QCAR Chairman Christian Lago, in his letter to Mr Hong, said QCAR was compelled to express concerns over the “troubling state” and performance declines at Wilmar’s sugarcane processing facilities, as well as the eroded confidence in Wilmar’s Australian management team.

Mr Lago reminded Mr Kuok that QCAR’s colleagues had “reached out in good faith” to him in December 2022 to urge his personal involvement, but in respecting his preference for Wilmar’s Australian management team to handle the matter, QCAR representatives “engaged in a process that we believed was designed to address our concerns”.

“In light of the current turmoil surrounding your Australian investments, we are reaching out once more to urge you to take decisive action as Chairman and CEO,” Mr Lago wrote on Friday, 17 January 2025, hours before Wilmar officially ceased the 2024 crushing season.

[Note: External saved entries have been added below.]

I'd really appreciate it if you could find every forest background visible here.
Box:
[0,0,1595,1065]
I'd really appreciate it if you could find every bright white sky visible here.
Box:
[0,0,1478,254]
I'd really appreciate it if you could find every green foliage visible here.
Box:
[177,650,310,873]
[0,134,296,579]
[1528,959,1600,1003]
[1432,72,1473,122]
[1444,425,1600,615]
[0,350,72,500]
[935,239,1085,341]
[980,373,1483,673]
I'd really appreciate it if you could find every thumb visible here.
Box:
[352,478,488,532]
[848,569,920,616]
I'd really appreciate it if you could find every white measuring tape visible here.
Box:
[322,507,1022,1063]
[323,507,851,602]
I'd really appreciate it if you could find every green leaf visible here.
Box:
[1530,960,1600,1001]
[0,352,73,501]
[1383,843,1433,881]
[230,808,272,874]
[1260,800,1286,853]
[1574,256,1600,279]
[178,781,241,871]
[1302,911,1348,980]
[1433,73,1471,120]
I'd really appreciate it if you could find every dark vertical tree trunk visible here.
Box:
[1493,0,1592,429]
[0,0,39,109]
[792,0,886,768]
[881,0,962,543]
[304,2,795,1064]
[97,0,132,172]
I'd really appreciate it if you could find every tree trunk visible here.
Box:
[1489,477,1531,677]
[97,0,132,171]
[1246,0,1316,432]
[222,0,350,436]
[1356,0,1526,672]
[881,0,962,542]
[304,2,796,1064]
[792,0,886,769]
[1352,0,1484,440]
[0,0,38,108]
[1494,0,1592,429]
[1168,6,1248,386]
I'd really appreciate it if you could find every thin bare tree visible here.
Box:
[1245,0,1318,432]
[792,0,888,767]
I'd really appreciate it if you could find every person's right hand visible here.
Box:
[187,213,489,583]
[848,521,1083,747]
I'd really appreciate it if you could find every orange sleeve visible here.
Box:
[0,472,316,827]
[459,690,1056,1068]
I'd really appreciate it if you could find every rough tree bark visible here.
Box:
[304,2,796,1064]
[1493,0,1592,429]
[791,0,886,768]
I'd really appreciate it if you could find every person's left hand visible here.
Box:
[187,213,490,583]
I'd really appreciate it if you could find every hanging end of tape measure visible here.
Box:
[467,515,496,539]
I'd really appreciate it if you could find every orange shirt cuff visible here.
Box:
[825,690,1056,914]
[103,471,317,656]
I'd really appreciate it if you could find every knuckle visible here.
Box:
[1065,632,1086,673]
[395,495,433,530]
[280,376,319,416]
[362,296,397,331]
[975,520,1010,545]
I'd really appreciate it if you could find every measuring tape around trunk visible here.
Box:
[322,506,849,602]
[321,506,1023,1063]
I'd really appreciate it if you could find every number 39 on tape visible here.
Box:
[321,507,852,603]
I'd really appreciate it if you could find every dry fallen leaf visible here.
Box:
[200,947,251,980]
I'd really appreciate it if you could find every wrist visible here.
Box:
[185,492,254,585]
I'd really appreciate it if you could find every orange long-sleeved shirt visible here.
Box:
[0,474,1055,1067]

Mr Lago wrote the season was “exceptionally disappointing” with losses “so severe they are difficult to confront” as he acknowledged Mr Kuok was undoubtedly aware of the economic ramifications from extended harvests.

He told Mr Kuok that QCAR questioned Wilmar’s Australian management team’s handling of the industrial action in 2024 which profoundly impacted the entire Australian sugarcane sector and “posed significant challenges to Wilmar’s operations, reputation, and profitability”.

“We strongly urged your Australian management team to … approach this situation with the seriousness it deserve(d),” Mr Lago wrote, adding its actions had tarnished the reputation of Wilmar and the Australian sugarcane industry, and led to “extremely low morale” among its milling workforces.